Sanne Simons and Thomas Schepen both have Down’s Syndrome, and normally this is not associated with the purposeful and precise movements necessary to perform a successful kata, or the ability to remember the precise order of techniques.
Wrong. The two show three adapted series of nage-nō-kata, and after the final rei the applause explodes. It continues for minutes, not in the least because the two judoka arouse the audience for more and more applause.. and the audience obliges. People are cheering, whistling and clapping and it takes some time before the hall quiets down and the other couple enters the tatami:
Cees Roest is praplegic from the chest down, after an accident. Standing is almost impossible. How then is it possible to perform a nage-nō-kata?

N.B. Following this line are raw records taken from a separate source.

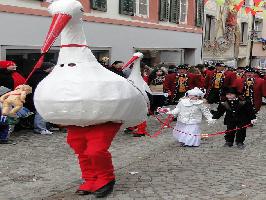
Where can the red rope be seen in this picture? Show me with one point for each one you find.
(167, 124)
(74, 45)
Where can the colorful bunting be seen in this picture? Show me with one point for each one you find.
(237, 7)
(220, 2)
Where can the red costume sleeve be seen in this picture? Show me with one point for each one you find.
(18, 79)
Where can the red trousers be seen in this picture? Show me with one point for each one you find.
(91, 145)
(141, 128)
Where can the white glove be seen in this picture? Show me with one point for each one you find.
(163, 110)
(211, 121)
(253, 121)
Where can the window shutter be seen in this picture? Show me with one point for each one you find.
(100, 5)
(199, 13)
(164, 10)
(143, 7)
(175, 11)
(183, 11)
(127, 7)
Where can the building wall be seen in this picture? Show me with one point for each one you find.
(211, 8)
(31, 30)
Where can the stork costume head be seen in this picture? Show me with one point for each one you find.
(80, 91)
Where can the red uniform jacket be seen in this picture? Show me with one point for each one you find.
(228, 80)
(259, 89)
(194, 80)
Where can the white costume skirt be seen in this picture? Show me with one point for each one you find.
(189, 134)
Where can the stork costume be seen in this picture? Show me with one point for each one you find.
(88, 99)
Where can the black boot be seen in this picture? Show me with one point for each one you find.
(105, 190)
(228, 144)
(83, 192)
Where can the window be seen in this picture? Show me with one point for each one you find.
(244, 33)
(100, 5)
(209, 28)
(164, 10)
(258, 28)
(174, 11)
(199, 13)
(183, 11)
(127, 7)
(142, 8)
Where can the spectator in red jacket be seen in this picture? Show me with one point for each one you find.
(177, 84)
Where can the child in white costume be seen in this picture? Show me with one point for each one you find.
(189, 112)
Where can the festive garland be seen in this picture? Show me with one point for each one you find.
(222, 44)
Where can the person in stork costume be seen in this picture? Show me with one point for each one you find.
(88, 99)
(251, 87)
(177, 84)
(216, 81)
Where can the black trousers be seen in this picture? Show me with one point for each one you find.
(239, 135)
(157, 101)
(213, 96)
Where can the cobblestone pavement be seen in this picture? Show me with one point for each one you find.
(44, 167)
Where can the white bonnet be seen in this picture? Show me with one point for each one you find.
(195, 92)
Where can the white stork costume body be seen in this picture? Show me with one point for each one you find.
(88, 99)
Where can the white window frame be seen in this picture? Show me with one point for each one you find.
(180, 13)
(211, 25)
(244, 34)
(137, 9)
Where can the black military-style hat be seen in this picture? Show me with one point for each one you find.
(231, 90)
(250, 69)
(220, 64)
(184, 66)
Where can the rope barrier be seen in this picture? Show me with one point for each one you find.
(167, 124)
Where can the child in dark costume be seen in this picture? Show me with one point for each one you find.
(238, 114)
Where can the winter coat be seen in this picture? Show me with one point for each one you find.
(10, 79)
(190, 112)
(169, 85)
(228, 80)
(238, 113)
(34, 80)
(259, 90)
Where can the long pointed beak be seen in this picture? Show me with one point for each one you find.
(58, 23)
(133, 59)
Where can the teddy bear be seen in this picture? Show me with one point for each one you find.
(13, 101)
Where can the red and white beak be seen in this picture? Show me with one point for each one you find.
(58, 24)
(136, 56)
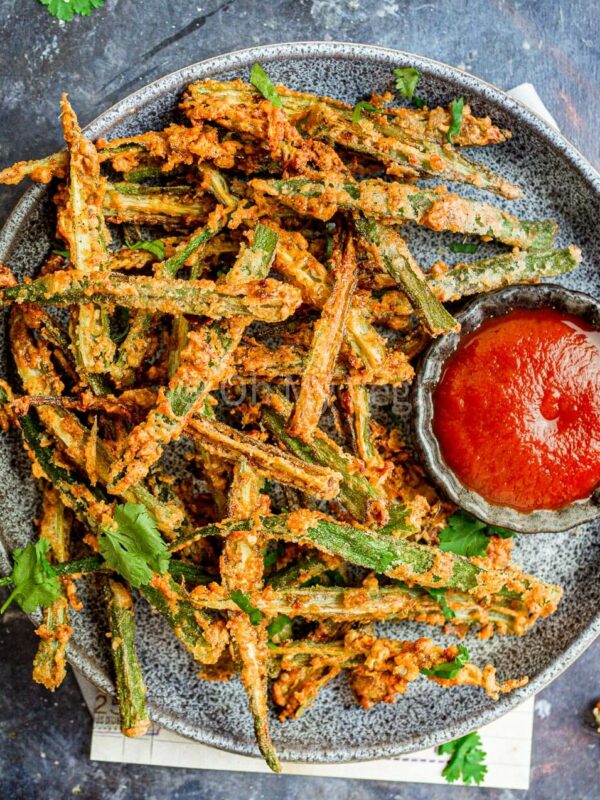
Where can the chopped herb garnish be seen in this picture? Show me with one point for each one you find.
(63, 253)
(135, 549)
(466, 536)
(406, 81)
(154, 246)
(464, 247)
(280, 628)
(243, 601)
(466, 760)
(440, 596)
(362, 105)
(456, 109)
(65, 10)
(33, 578)
(449, 669)
(261, 81)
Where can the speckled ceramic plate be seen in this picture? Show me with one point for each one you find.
(559, 183)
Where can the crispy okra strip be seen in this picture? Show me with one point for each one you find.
(356, 403)
(326, 342)
(395, 203)
(242, 571)
(133, 350)
(300, 571)
(391, 252)
(237, 106)
(270, 462)
(205, 362)
(492, 273)
(35, 369)
(254, 262)
(413, 563)
(203, 637)
(170, 206)
(49, 663)
(258, 362)
(268, 300)
(131, 690)
(82, 225)
(357, 495)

They show the audience how. The various techniques are adapted to Cees’ condition, and they demonstrate a meticulously executed interpretation of nage-nō-kata, assisted by uke Janienke Roelfsema. Again the audience goes wild, and again an ovational applause is theirs.
What is happening here?
Earlier this year, EJU expressed interest in Special Needs Kata, and was referred to SNJF. A plan was formed to invite SN-judoka from several countries to set up a small SN-Kata tournament alongside the main European Championship. For various reasons, the other countries were unable to attend so the Dutch judoka were left and it was decided to do a dmonstration.
The interest of the European Judo community has been aroused. SNJF hopes that this initiative will have a follow-up, and is of course ready to give technical and organisatorial advice.
Why is this important?
SNJF believes that the best way to attain inclusion for handicapped people is to take part in mainstream events, just like everyone. SNJF believe that if Judo is adapted when necessary, the handicap of these people will diminish or even become irrelevant.
The fact that an international organisation like EJU have the vision to understand this and the courage to take this historic step is a great leap forward, and SNJF are greatly honoured to be able to support this process. We thank EJU for this fantastic opportunity and are looking forward to future cooperation.